Iraqi president says Baghdad to prosecute ISIS fighters captured in Syria

US-backed Syrian forces have handed over hundreds of ISIS members to neighbouring Iraq

 French President Emmanuel Macron shakes hands with Iraqi's President Barham Saleh upon his arrival for their meeting at the Elysee Palace in Paris, France, 25 February 2019. EPA
 French President Emmanuel Macron shakes hands with Iraqi's President Barham Saleh upon his arrival for their meeting at the Elysee Palace in Paris, France, 25 February 2019. EPA

Iraq’s President Barham Salih said on Monday that French ISIS detainees transferred to the country will be prosecuted, as the extremist group cling to their last patch of territory across the border in Syria.

Hundreds of ISIS fighters were handed over by the Syrian Democratic Forces (SDF) to Iraq in two successive batches last week, including 13 French nationals, who are now in Iraqi custody.

“Iraq will try ISIS fighters who committed crimes against Iraqis or Iraqi installations,” Mr Salih said during a press conference in Paris with his French counterpart Emmanuel Macron.

The French fighters "will be judged according to Iraqi law," the president said.

At its height in 2014 and 2015, ISIS ruled over an area that spanned one third of Iraqi and Syrian territory and attracted followers from all over the world.

Iraqi forces supported by a US-led international coalition slowly regained control of all the militant-held areas and the government declared victory over ISIS in December 2017.

“The world must act together to end the phenomenon of terrorism,” Mr Salih said during his two-day visit to France, which has focused on the country’s security and the fight against ISIS.

The SDF is holding more than 900 foreign fighters in prisons it runs in the country’s north, many of them Iraqis and Europeans.

But terror cells are still operating in northern Iraq. They have carried out abductions, assassinations, and roadside ambushes aimed at intimidating locals and resuming the extortion rackets that financed the rise to power of ISIS six years ago.

“Iraq has not seen any stability during the last four decades, the road ahead is not going to be smooth or easy, but Iraqis are determined to ensure that political, security and economic stability prevails,” Mr Salih said.

On his part, President Macron said he is planning to visit Baghdad later this year.

"The old friendship [between France and Iraq] has served as a barrier against terrorism, we must now nourish it with concrete projects to build long-lasting peace together," Mr Macron said during the press conference.

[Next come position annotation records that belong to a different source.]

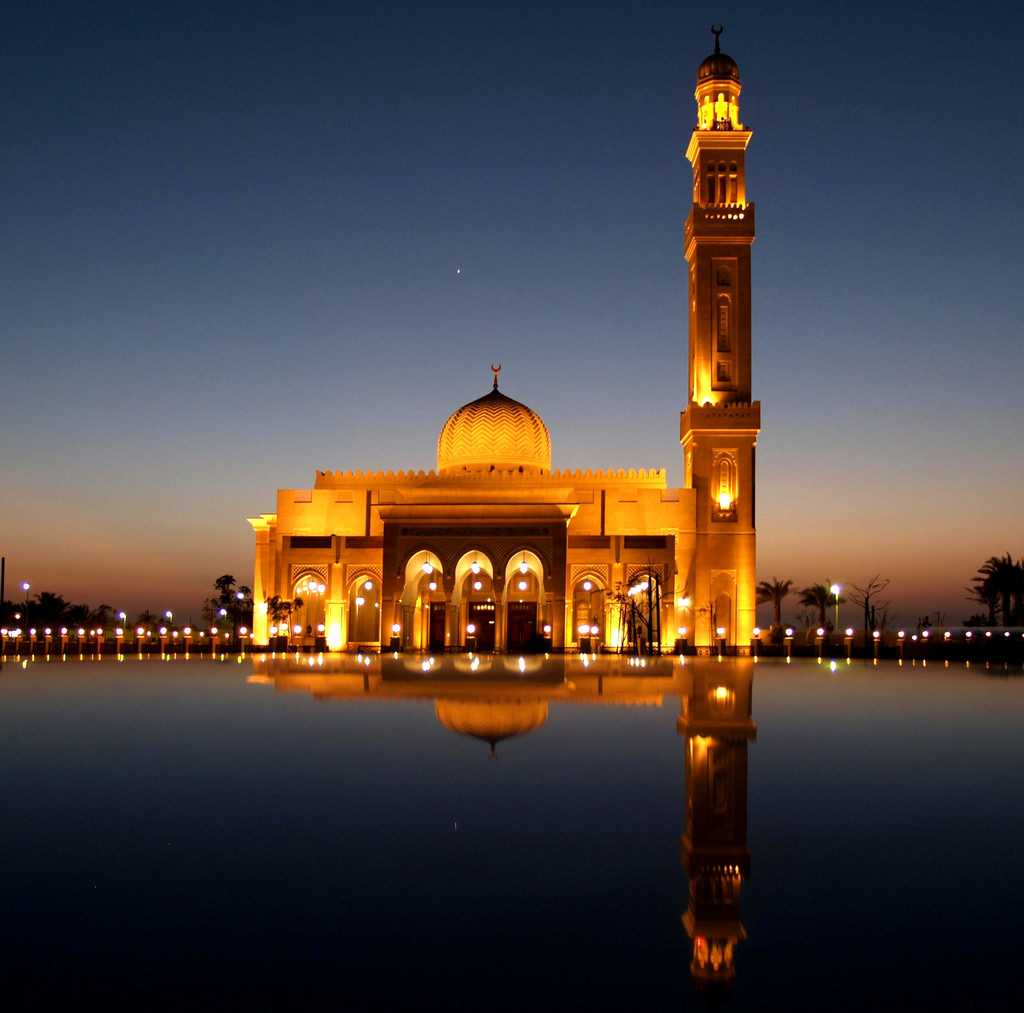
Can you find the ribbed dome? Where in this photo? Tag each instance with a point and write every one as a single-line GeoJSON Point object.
{"type": "Point", "coordinates": [492, 720]}
{"type": "Point", "coordinates": [720, 67]}
{"type": "Point", "coordinates": [494, 431]}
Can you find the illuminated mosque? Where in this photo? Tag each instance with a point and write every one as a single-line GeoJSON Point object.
{"type": "Point", "coordinates": [496, 551]}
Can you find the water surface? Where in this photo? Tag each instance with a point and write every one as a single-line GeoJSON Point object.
{"type": "Point", "coordinates": [280, 834]}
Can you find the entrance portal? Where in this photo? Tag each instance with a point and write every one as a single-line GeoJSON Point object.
{"type": "Point", "coordinates": [481, 615]}
{"type": "Point", "coordinates": [436, 640]}
{"type": "Point", "coordinates": [522, 626]}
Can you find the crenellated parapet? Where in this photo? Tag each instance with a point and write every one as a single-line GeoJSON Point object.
{"type": "Point", "coordinates": [653, 477]}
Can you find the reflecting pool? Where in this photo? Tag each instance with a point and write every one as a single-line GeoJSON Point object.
{"type": "Point", "coordinates": [501, 833]}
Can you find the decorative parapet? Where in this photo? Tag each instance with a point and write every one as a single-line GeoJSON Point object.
{"type": "Point", "coordinates": [591, 476]}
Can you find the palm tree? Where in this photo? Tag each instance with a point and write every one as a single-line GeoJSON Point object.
{"type": "Point", "coordinates": [998, 580]}
{"type": "Point", "coordinates": [774, 591]}
{"type": "Point", "coordinates": [817, 596]}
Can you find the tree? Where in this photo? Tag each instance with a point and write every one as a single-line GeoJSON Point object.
{"type": "Point", "coordinates": [817, 596]}
{"type": "Point", "coordinates": [865, 597]}
{"type": "Point", "coordinates": [999, 583]}
{"type": "Point", "coordinates": [774, 591]}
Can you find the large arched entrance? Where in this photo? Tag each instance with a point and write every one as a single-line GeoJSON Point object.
{"type": "Point", "coordinates": [424, 605]}
{"type": "Point", "coordinates": [474, 601]}
{"type": "Point", "coordinates": [523, 601]}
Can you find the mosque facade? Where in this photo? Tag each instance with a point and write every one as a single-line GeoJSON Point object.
{"type": "Point", "coordinates": [494, 550]}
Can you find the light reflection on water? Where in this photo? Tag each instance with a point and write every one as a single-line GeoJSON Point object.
{"type": "Point", "coordinates": [483, 812]}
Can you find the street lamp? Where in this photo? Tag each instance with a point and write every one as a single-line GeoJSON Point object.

"That will be my message when I visit Iraq in a few months," he added

The president reaffirmed his full support to Iraq especially as it faces challenges regarding security, stability and reconstruction.

France remains militarily involved in Iraq, through training and logistical support of Iraqi forces and intelligence missions. Both countries are also seeking to enhance their economic partnership.